Tres maladroit voire grossier par moments (deux salauds miserables dignes de la mechancete des pires gweilos HK) mais tout de meme assez magistral, dans la forme comme dans le fond.
Je pense que quelqu'un comme Sayles qui connaît bien son histoire américaine n'a pas eu de mal à trouver des exemples de briseurs de grève sadiques, la violence sociale était telle que les événements montrés dans le film font partie d'un ensemble de gréves et de répressions appelés les "Coal Wars": je joint un extrait de la page wikipedia du Massacre de Ludlow dans le Colorado, quelques années avant la bataille de Matewan, mais où s’était illustrée la même agence de détectives privés/briseurs de gréve: "Baldwin–Felts had a reputation for aggressive strike breaking. Agents shone searchlights on the tent villages at night and fired bullets into the tents at random, occasionally killing and maiming people. They used an improvised armored car, mounted with a machine gun the union called the "Death Special", to patrol the camp's perimeters" Et suffit aussi de voir bien plus tard un documentaire comme Harlan County, USA qui est tourné dans des mines de charbon ayant connu des gréves/massacres similaires dans les années 30 et suit un autre conflit syndical 40 ans plus tard et on y voit les flics/agents de la compagnie qui tirent sur l’équipe de tournage oklm.

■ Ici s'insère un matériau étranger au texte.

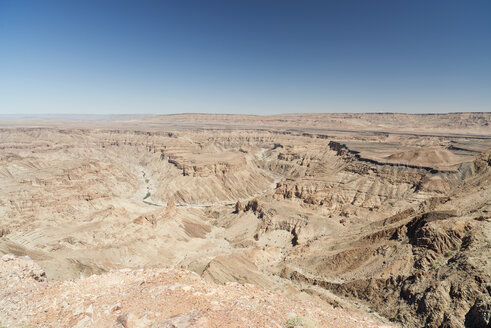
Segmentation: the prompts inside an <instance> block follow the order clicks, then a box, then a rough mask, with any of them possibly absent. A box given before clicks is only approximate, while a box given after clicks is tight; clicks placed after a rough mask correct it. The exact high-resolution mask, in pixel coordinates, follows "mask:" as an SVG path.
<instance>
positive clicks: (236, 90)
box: [0, 0, 491, 114]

Est-ce que c'est possible, ceci-dit, que le film fasse plus une synthèse de ces méfaits qu'un exemple réel ? Je veux dire, genre, ici la brisure de grève est virulente, mais elle synthétiserait plusieurs types de brisures de grève réels avec un peu moins d'ampleur, plutôt que la représentation exacte d'un exemple réel de brisure de grève avec la même somme de descriptions que dans le film. (a priori, de ce que tu dis, Matewan a l'air de ne faire aucune exagération)
Il faudrait que je le revoie pour avoir le détail, mais le film recrée un événement réel (la Bataille de Matewan), et le nombre de morts lors de la fusillade est le même dans le film que dans la réalité. Ce qui se passe avant et les détails peuvent avoir été dramatisés et synthétisés comme tu le dis (la torture du mineur potentiellement, il n'y a pas ça sur wikipedia mais qui sait si ce n'est pas arrivé dans une autre grève), vu que je pense que le film fait un portrait plus large des rapports de force des communautés minières entre elles et face aux menaces, en s'inspirant sans doute de plusieurs sources, avant de mener vers un événement historique précis.

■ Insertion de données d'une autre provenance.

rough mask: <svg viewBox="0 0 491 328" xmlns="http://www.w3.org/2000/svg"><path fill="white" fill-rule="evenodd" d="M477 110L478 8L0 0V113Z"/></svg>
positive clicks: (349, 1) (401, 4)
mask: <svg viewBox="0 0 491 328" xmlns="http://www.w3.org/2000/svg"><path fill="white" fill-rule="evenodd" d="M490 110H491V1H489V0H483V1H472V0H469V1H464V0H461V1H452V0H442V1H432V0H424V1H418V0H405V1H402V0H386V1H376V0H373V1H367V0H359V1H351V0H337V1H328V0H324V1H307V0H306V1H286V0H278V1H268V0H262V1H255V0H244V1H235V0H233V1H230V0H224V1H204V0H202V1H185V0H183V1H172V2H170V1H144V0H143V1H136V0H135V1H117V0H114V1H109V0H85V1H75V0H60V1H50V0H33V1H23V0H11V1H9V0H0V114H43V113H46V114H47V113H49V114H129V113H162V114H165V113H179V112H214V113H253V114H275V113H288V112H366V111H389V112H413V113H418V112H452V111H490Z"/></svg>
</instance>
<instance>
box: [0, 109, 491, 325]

Je poursuis ma découverte de John Sayles après l’excellent City of Hope. On reconnaît définitivement la patte du cinéaste, notamment sa fibre sociale à travers un film qui est mine de rien assez engagé. Même si on a un personnage principal avec ce syndicaliste incarné par Chris Cooper, l’idée reste avant tout de décrire une communauté, un vrai petit microcosme social avec cette petite ville de mineurs où chacun a ses intérêts, où les ouvriers sont syndiqués mais veulent exclure les noirs, qui eux-mêmes n’aiment pas les italiens… Bref ça tisse une toile plutôt complexe et nuancée, à l’exception sans doute des deux agents de la compagnie qui sont quant à eux de purs salauds bien jouissifs à voir en action.
Le film ne manque pas de montées en intensité, je pense notamment à un long segment autour du meurtre potentiel d’un personnage qui joue du montage alterné pour bien étirer le suspense, ou encore ce climax que n’aurait pas renié Peckinpah. Mais le film trouve aussi sa valeur dans ses moments plus calmes, ses petits instants de vie qui montrent la communauté exister en mettant notamment en avant la musique comme un vecteur de lien.
Un beau film engagé autant qu’un beau film de cinéma.